The filter made photos appear as if they'd been shared on Instagram ... and liked by your mother and just two other people.
The shade-filled gesture not only poked fun at Instagram's older audience but its seemingly desperate attempts to mimic everything Snapchat creates.
Over the past year, Instagram and Facebook have aggressively copied the most popular parts of Snapchat, creating a bizarre augmented-reality filter war, with sponsorships, users, and the ability to digitally spew rainbows at stake.
But it's a war that Instagram appears to be winning, at a cost of billions of dollars, and Facebook could be the next big beneficiary.
The high-stakes photo war began in August last year when Instagram launched Stories: quirky, throwaway photos that would disappear after 24 hours, and to which users could add text, scribbles, stickers, or geolocation filters.
Of course, it all sounded familiar to Snapchat users who had been doing the very same thing inside its app for more than a year.
Even Instagram chief executive Kevin Systrom admitted Snapchat "deserve all the credit" for the selfdestructing image feature.
"This isn't about who invented something," he explained. "This is about a format, and how you take it to a network and put your own spin on it."
Clearly, Instagram is happy with how it's turned the feature around. The company recently revealed its copycat addition boasts 200 million daily active users - more than Snapchat's entire daily active user base of 165 million.

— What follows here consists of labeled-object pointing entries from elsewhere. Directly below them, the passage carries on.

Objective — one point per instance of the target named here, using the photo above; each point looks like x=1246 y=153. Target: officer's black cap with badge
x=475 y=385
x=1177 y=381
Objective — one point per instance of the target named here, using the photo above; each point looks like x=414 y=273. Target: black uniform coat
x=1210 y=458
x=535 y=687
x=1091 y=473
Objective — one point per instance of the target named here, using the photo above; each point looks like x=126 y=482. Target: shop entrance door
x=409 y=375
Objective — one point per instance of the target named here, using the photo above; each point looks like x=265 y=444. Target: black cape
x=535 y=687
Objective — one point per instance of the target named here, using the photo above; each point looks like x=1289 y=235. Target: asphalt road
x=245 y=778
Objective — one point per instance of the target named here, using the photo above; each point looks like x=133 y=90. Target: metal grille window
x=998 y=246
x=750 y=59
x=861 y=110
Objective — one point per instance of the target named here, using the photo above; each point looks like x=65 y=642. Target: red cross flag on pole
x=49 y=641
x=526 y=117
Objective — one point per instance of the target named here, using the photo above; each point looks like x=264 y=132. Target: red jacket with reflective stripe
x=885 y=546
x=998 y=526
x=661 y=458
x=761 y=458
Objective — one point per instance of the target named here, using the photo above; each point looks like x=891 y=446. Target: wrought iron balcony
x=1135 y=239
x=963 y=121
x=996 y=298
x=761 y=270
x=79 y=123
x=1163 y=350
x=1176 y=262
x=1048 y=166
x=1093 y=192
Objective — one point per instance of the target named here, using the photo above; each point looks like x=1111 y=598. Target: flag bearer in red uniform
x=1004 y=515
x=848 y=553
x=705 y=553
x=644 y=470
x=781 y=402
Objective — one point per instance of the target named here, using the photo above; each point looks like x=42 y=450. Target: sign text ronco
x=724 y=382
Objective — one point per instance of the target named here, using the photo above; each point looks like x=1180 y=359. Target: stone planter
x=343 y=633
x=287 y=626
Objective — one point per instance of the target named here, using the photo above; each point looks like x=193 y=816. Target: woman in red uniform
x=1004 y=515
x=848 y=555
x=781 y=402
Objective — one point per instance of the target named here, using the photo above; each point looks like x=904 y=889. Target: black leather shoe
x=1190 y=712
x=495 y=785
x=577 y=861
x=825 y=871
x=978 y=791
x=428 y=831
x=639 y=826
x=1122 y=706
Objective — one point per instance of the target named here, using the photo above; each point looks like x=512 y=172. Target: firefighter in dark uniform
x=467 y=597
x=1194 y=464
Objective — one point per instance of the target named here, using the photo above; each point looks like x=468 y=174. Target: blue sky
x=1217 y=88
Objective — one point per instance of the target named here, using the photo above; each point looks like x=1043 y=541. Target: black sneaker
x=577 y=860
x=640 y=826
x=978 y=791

The addition of Instagram Stories also helped the social network to attract 100 million members in four months - its fastest-ever growth - and reach 700 million active accounts.
In a statement, Instagram credited its growth to better connecting "people with their friends" and simplifying the sign-up process, but there's little question that its snappy new features played a large role.
And Snapchat-inspired photo filters are not confined to Instagram either. Its parent company, Facebook, launched disappearing photos in Messenger last October, and has now added playful augmented reality filters to its main mobile app.
Users can swipe to the left of Facebook's newsfeed to find a camera with paint-splattered filters, virtual glitter beards, and sponsored additions from the likes of Wonder Woman, Minion, and Smurf movies.
The competition is clearly hurting Snapchat, prompting Mizuho Securities analysts Neil Doshi and San Phan to compare the social network to Yahoo and AOL rather than big tech firms like Google and Facebook.
"At the heart of Snapchat is a messaging app," the analysts wrote, "and the company faces very stiff competition in that segment based on our assessment."
Plus, one of the world's biggest tech firms is joining the filter battle: Apple.
The iPhone maker launched an app called Clips that adds filters, stickers, and even captions to video in real-time, before letting users edit and share the results on social media.
Prominent Apple analyst Gene Munster said the company wasn't serious about taking on Instagram or Snapchat yet, and simply wanted to ensure it was investing in popular technology.
"If you really dig into this Clips, it's more about them working with filters and augmented reality," he says.
"Longer term, the significance of augmented reality for Apple is having a place at the table in the future of computing, which will shift to AR."